By Saabira Chaudhuri
LONDON-- Diageo PLC reported lower operating profit for the year
as the world's largest spirits maker logged lower revenue in North
America, Asia and Latin America.
The maker of Johnnie Walker whisky and Smirnoff vodka reported
its operating profit, excluding one-time items, fell 0.8% to
GBP1.45 billion ($2.26 billion) while per-share earnings before
one-time items dropped to 88.8 pence from 95.5 pence. On an organic
basis, which strips out currency movements and acquisitions, net
sales were flat as Diageo posted declines in North America, Asia
Pacific, Latin America and the Caribbean. Sales in Europe were
flat, while Africa was a relative bright spot with net sales rising
6%.
The results cap a tough couple of years for Diageo, which has
lost market share in North America where once-blockbuster brands
like Smirnoff and Captain Morgan have floundered.
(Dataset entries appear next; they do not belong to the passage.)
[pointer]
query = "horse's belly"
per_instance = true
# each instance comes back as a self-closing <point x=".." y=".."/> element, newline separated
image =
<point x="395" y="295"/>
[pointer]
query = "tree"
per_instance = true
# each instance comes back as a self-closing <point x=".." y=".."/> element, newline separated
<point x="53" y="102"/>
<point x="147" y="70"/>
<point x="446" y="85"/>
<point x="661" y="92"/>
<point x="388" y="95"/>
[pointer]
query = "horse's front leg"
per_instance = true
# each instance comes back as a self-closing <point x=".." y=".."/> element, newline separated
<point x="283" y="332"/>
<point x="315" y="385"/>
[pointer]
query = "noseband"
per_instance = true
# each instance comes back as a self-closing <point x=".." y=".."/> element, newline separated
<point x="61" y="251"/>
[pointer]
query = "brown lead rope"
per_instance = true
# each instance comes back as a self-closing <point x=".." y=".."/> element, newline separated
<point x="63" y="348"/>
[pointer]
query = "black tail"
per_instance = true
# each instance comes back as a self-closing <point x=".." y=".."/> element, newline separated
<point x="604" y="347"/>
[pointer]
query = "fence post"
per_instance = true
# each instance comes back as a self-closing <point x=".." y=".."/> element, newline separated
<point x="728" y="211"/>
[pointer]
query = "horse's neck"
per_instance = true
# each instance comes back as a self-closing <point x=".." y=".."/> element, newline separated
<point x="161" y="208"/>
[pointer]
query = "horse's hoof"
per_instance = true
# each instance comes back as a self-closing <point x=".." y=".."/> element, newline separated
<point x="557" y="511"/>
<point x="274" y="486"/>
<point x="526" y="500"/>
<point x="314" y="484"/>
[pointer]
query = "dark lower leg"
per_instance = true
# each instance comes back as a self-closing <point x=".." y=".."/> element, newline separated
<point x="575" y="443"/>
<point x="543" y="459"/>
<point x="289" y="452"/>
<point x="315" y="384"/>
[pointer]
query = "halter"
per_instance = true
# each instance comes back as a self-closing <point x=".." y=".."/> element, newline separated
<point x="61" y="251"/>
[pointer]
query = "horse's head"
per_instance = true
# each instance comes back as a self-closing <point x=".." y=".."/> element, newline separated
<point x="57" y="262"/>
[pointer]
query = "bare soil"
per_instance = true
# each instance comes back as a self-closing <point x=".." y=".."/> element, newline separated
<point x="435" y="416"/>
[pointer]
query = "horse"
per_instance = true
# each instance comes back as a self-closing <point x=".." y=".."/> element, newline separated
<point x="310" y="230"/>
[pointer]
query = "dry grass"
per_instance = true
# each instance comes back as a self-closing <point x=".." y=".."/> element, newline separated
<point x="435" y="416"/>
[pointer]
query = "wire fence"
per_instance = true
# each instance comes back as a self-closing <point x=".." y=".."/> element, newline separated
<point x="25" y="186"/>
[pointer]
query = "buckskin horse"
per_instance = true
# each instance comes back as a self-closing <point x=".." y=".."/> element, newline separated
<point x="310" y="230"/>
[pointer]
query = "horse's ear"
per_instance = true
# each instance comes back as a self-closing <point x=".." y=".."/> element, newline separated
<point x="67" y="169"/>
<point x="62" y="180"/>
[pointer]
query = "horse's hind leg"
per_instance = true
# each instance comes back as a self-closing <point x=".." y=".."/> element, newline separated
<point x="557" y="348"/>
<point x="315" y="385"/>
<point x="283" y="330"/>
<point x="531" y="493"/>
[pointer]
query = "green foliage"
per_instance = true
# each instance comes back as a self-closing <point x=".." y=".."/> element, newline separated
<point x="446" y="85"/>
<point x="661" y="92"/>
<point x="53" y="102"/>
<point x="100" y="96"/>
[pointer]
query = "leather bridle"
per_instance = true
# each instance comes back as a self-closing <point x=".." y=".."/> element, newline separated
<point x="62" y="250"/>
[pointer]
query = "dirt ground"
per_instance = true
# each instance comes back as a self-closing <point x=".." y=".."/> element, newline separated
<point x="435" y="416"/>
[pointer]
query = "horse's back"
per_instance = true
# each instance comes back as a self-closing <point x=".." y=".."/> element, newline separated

Diageo has also
been hammered by weakness in Asia amid an anticorruption campaign
in China and social unrest in Thailand, both of which have slowed
demand in the region.
Including the impact of currency and acquisitions, Diageo
reported a net profit of GBP2.38 billion for the year ended June
30, compared with GBP2.25 billion a year earlier, on net sales that
rose 5.4% to GBP10.81 billion, including Indian liquor maker United
Spirits Ltd. and tequila brand Don Julio, which it acquired in
February.
Under Chief Executive Ivan Menezes, Diageo has said it is
shifting its focus to more closely tracking what is sold to
retailers rather than what is shipped to distributors. Diageo
recently received an inquiry from the U.S. Securities and Exchange
Commission, which is probing whether the spirits maker has been
shipping excess inventory to distributors in an effort to boost
results. Diageo has said it is working with the SEC on the
matter.
Thursday, the company reported its shipment volume for the year
was down 1% and that depletion volumes--or what is sold to
retailers--is estimated to be up 1%.